Source: Indian Express

Prime Minister Narendra Modi’s visit to France, Germany and Canada beginning Thursday should help New Delhi consolidate three of India’s very special relationships. France was the first Western power to become a strategic partner for India and can now turbocharge India’s high technology sectors. Germany is an economic powerhouse with growing political clout in Europe and beyond. Canada and India are colonial cousins, with a shared Anglo-Saxon political heritage and massive economic synergies. Canada is also home to one of our most important overseas communities.

Until now, Modi has been preoccupied with rejuvenating ties with America and China. He has had two quick summits with US President Barack Obama and is preparing for the second round with Chinese President Xi Jinping next month in Beijing.

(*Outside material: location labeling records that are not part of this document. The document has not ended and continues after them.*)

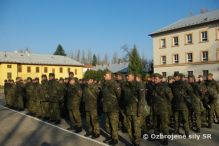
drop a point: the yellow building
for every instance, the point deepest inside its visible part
(189, 46)
(14, 64)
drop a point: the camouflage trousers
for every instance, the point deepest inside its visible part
(54, 111)
(184, 116)
(160, 122)
(92, 122)
(112, 123)
(134, 128)
(75, 118)
(44, 109)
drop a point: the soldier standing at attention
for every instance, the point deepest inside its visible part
(74, 96)
(212, 103)
(161, 102)
(134, 105)
(183, 94)
(111, 93)
(90, 98)
(54, 99)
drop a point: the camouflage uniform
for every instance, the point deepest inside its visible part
(110, 94)
(90, 98)
(53, 91)
(74, 97)
(135, 102)
(162, 97)
(212, 84)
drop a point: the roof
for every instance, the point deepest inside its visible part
(121, 67)
(29, 58)
(190, 21)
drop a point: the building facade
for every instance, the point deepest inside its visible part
(25, 65)
(188, 46)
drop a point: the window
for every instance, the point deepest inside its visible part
(164, 74)
(9, 75)
(189, 57)
(37, 69)
(19, 68)
(60, 70)
(190, 73)
(204, 36)
(28, 69)
(175, 41)
(162, 43)
(205, 73)
(8, 66)
(188, 38)
(163, 59)
(205, 56)
(217, 34)
(45, 69)
(176, 58)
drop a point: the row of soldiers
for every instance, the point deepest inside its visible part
(130, 103)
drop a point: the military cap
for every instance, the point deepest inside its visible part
(43, 75)
(29, 78)
(191, 76)
(51, 74)
(157, 75)
(170, 77)
(176, 74)
(210, 74)
(200, 76)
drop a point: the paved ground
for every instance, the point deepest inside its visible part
(18, 129)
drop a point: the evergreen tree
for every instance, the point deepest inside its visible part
(60, 51)
(135, 64)
(94, 62)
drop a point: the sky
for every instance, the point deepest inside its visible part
(103, 26)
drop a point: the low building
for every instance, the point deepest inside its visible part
(120, 67)
(14, 64)
(189, 46)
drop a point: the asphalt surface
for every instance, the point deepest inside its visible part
(19, 129)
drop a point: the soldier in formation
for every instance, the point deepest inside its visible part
(133, 104)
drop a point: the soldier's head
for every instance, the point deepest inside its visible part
(36, 80)
(71, 74)
(138, 78)
(51, 76)
(107, 76)
(130, 77)
(191, 79)
(72, 81)
(118, 76)
(61, 80)
(66, 80)
(90, 81)
(44, 77)
(177, 76)
(157, 78)
(170, 79)
(210, 76)
(200, 78)
(29, 80)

The Modi government has also sought to improve relations with neighbours in the subcontinent and reconnect with the extended neighbourhood in Asia and the Indian Ocean.

Under Modi’s “Act East Policy”, India has intensified engagement with key regional powers like Japan, South Korea, Vietnam and Australia. More recently, Modi had a successful “Sagar Yatra” to Seychelles, Mauritius and Sri Lanka. The same, however, cannot be said about other regions of the world, including Europe, the Middle East, Africa and the Americas beyond the US.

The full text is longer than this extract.